Anti-Pornography Bill: The ‘obscenity’ government is coming for

The Uganda Communications Commission and the Uganda Law Society have come out speaking against the proposed Anti-Pornography Bill. Saturday Monitor’s Isaac Imaka looks at what the Bill means to those in the targeted industry if it passes.

Saturday April 13 2013

Skimpily dressed ladies getting into a

Skimpily dressed ladies getting into a nightclub in Kampala recently. Photo by faiswal kasirye 

By Isaac Imaka

The following will be banned from television screens if the Anti-Pornographic Bill, tabled in Parliament this week, passes in its current form; Grace Nakimera, Judith Heard, Iryn Namubiru, Bad Black, and yes the Ebonies will have to rethink their wardrobes before appearing on stage.

You will not even be allowed to produce or read anything with pictures of women wearing short skirts or showing their cleavage and in night clubs, surveillance cameras will be mounted to monitor whether someone is giving you a lap dance. That, too, is outlawed.

At the beach, yes at the beach, you will have to choose between a tunic (Kanzu) and a prison sentence.
Reason: The Anti-Pornography Bill outlaws anything that shows sexual parts of a person such as breasts, thighs, buttocks or any erotic behaviour intended to cause sexual excitement or any indecent act or behaviour tending to corrupt morals.

Fr Simon Lokodo, the Ethics and Integrity minister, who is pushing for the Bill, says skimpily dressed girls are a distraction to drivers in Kampala and men in general. He says following the increase in pornographic materials in the Ugandan mass media and the increase in nude dancing in the entertainment world, there’s need to put in place a legal framework which can define pornography and regulate the vices. Is Parliament misguiding its energies by considering the Bill, or it is a god-sent chance to curb the societal immorality?

Nuisance
“Since our cultural norms have failed, it is high time the government came in to put an end to this nuisance,” says Mr Francis Babu, the chairman National Association of Broadcasters. “The question should be why government is coming up with the law. We should first agree whether showing body parts is a nuisance or not.
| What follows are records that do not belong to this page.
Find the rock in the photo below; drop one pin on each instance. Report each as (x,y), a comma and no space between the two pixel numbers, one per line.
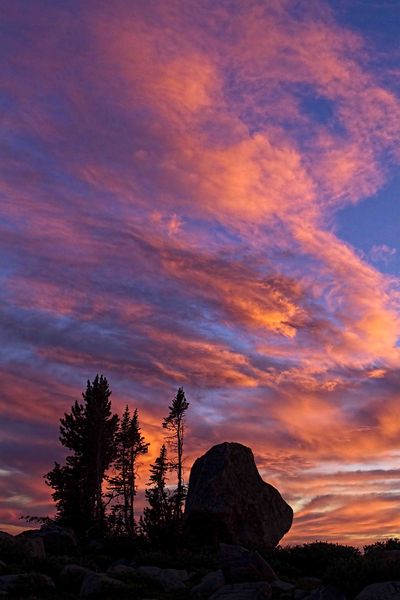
(309,583)
(228,501)
(72,577)
(57,540)
(170,580)
(387,590)
(208,585)
(11,549)
(244,591)
(26,583)
(148,572)
(239,565)
(282,586)
(98,584)
(299,594)
(34,547)
(327,592)
(122,572)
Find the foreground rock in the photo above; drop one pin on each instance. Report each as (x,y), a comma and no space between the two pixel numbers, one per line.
(388,590)
(239,564)
(56,540)
(26,583)
(228,501)
(244,591)
(72,576)
(209,584)
(327,592)
(99,584)
(169,580)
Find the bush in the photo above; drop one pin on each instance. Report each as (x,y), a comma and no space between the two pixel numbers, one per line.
(309,559)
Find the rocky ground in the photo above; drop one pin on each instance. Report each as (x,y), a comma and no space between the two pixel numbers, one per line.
(50,564)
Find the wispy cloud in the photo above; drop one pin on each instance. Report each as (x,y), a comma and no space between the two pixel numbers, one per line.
(169,192)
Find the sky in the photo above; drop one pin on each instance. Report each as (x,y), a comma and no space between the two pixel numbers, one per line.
(204,193)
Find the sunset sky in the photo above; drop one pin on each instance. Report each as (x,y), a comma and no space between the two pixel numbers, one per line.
(205,193)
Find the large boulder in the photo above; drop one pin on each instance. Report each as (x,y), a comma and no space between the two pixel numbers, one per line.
(227,501)
(259,590)
(56,539)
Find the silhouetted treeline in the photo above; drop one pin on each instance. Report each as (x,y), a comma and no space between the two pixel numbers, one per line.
(95,489)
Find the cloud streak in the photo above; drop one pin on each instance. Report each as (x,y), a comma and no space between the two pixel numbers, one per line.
(170,193)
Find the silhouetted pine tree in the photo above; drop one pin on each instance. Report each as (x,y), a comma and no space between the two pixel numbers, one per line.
(89,431)
(157,517)
(175,424)
(130,445)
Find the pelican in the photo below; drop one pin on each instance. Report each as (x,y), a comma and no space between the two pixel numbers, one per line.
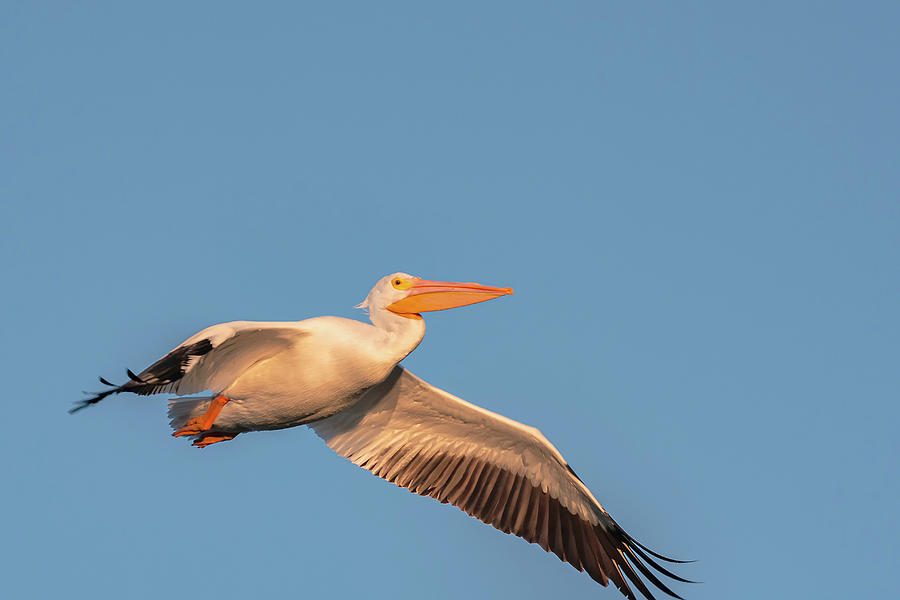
(341,377)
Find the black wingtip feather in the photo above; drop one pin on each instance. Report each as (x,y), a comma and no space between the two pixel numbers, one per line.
(659,556)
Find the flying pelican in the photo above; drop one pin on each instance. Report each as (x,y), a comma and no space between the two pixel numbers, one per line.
(341,377)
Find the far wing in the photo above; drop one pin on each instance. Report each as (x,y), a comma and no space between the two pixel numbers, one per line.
(495,469)
(210,360)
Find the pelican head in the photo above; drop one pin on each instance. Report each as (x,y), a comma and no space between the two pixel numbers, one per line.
(408,296)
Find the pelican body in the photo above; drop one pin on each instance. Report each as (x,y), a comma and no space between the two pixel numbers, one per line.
(342,378)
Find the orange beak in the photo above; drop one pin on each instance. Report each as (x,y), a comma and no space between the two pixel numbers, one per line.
(425,295)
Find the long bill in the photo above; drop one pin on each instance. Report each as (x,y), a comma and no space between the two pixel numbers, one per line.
(425,295)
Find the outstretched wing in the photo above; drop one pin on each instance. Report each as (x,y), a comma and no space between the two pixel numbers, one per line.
(210,360)
(495,469)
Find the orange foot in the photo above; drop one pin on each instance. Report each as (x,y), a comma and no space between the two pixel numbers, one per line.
(204,422)
(206,440)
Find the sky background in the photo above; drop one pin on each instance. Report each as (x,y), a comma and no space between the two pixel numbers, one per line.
(698,206)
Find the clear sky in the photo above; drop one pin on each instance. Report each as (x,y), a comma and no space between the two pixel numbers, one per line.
(698,206)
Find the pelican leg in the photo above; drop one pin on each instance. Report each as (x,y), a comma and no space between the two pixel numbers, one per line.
(205,421)
(207,439)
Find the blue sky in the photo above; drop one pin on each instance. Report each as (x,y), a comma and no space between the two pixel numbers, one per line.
(697,205)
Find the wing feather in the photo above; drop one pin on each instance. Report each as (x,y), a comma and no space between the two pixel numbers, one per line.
(210,360)
(493,468)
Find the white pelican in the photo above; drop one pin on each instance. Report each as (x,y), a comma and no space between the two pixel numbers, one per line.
(341,377)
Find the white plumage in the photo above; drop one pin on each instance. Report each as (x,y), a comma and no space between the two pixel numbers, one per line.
(341,377)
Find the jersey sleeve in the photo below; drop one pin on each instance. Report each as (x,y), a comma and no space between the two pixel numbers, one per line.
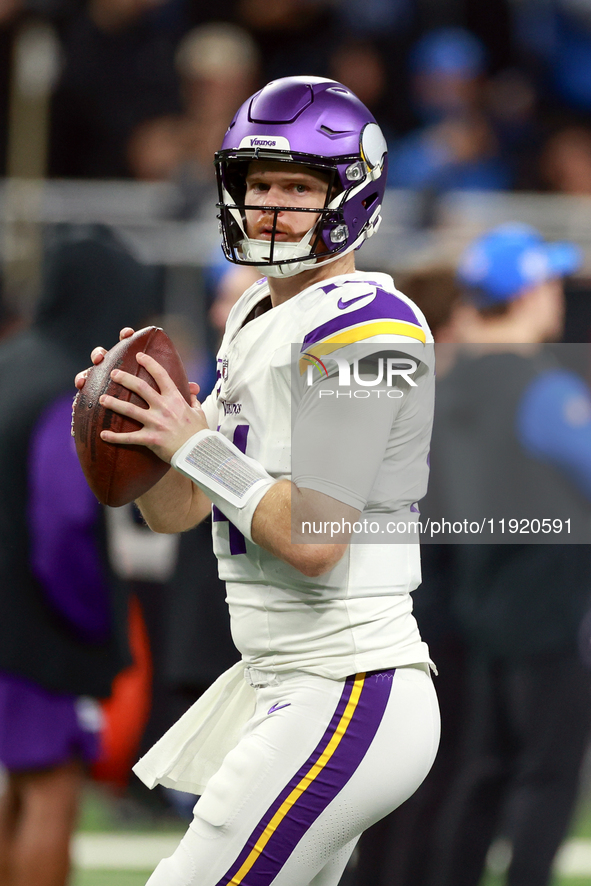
(355,371)
(367,317)
(554,424)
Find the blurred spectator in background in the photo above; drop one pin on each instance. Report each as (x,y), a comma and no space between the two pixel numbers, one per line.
(565,162)
(555,42)
(63,616)
(456,147)
(231,282)
(293,36)
(218,68)
(118,71)
(513,107)
(512,435)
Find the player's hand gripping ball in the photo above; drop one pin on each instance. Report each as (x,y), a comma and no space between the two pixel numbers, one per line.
(118,473)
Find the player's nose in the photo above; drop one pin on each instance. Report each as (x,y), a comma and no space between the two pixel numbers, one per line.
(274,197)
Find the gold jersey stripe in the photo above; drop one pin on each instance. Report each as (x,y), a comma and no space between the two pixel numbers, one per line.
(359,333)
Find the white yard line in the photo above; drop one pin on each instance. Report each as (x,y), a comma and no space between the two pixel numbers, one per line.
(122,852)
(139,852)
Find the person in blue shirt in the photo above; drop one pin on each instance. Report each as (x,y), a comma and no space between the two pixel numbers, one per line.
(512,436)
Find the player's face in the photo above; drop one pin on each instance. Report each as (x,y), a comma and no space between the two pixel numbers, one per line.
(279,184)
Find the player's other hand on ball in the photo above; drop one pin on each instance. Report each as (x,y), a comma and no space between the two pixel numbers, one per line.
(169,420)
(97,356)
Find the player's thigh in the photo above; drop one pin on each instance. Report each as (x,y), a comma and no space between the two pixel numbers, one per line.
(289,723)
(320,762)
(394,765)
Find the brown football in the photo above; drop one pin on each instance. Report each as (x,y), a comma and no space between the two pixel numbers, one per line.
(118,474)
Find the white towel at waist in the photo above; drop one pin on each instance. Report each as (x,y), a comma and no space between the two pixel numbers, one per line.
(193,749)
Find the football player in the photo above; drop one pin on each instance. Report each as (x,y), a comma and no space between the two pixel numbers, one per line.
(313,450)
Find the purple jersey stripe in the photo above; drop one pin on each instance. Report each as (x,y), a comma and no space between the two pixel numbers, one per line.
(320,791)
(385,306)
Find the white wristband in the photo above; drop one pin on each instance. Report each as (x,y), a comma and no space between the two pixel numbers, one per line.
(233,481)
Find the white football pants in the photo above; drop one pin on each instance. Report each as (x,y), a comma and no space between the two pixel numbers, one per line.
(318,763)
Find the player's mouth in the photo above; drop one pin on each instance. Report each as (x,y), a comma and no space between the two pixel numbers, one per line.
(267,232)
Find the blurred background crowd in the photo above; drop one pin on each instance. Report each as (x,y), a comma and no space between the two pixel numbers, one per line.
(110,113)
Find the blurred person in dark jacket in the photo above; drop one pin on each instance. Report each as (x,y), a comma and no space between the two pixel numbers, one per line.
(118,71)
(63,616)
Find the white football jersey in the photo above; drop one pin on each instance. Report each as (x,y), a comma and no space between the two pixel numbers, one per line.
(357,617)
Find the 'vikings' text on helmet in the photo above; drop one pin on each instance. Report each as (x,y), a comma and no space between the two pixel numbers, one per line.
(320,124)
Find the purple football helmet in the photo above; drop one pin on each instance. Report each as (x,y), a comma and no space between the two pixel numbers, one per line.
(320,124)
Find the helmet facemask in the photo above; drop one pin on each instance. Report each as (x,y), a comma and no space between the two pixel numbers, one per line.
(325,240)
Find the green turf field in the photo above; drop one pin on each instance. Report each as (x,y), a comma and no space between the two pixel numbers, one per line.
(101,815)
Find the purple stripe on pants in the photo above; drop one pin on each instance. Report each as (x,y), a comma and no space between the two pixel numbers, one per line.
(319,793)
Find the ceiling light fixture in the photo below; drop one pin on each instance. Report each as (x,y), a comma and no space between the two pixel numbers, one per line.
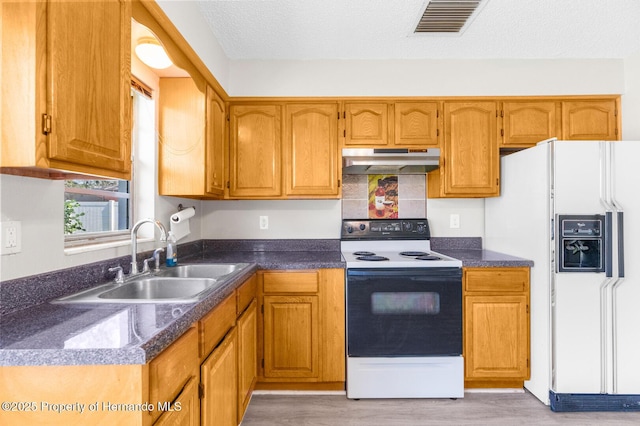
(151,52)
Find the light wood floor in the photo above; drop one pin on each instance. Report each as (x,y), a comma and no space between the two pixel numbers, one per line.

If our cultural norms that punished women for virtually walking naked are now fused with Western culture what should government do?”

According to the Bill, the current law on pornography (Article 166 of the Penal Code) does not recognise the fact that the issue of pornography transcends publication and includes communication, speech, entertainment, stage play, broadcast music, dance, art, fashion, motion picture and audio recording.

The arts and culture industry will be the most affected since, as veteran actor Aloysius Matovu Joy says, costuming in this industry is done depending on the message the actor or musician wants to put across.
Fr Lokodo argues that the Bill says the right to entertainment and the right to broadcast or publish any material do not include the right to engage or broadcast pornographic matters or obscene publication.
However, those in the arts and culture industry feel there is a lot the Ethics and Integrity ministry should do for the society than targeting the length of a woman’s skirt.

“We have issues like corruption and we have not heard him come out to condemn corruption or even to propose a law that punishes the corrupt,” says Santa Anzoyo, the managing director of Arapapa, a clothing and modelling line in Kampala.

Anzoyo contests the argument that showing of thighs and flesh is the main cause of rape and defilement. She says prevalence rate of rate in Karamoja is very low compared to places where people dress up fully.
“He should instead address the cause of moral decay in Uganda. They have looted our hospitals dry and he is there just talking about miniskirts. Will he also ban men’s V-neck shirts because the neck lines are getting deeper by the day?”

Matovu Joy says the Bill makes it hard for the acting industry to perform. “Supposing they pass the Bill, how shall we portray that dressing miniskirts is bad when there’s someone at the gate waiting to arrest you. It is an unfortunate Bill,” he says.

On the contrary, singer Moses Ssali aka Bebe Cool believes the ban will increase competition in the music industry. “I can have decent girls in my videos,” he said. “It will actually put an end to people thinking that you must have a naked girl in your video in order for it to sale.”

Diversionary
However, he says the government is using the Bill to distract people from the real issues in the country.
“They are just passing time because I think they lack things to do in that House,” he says. “There are things you can’t afford to discuss in a third-world country which still has roads and hospitals to fix, which has teachers to pay and which has MPs’ morals to put right. The minister should first focus on the morality of those who steal public money.”

The same argument is held by fellow entertainer Moses Sekibogo aka Moze Radio. “There are so many issues MPs need to address other than miniskirts and cleavage. There is still load-shedding, lack of drugs in hospitals. Mine is a different story and I believe a law on miniskirts is not what is missing in this country,” says Mr Sekibogo.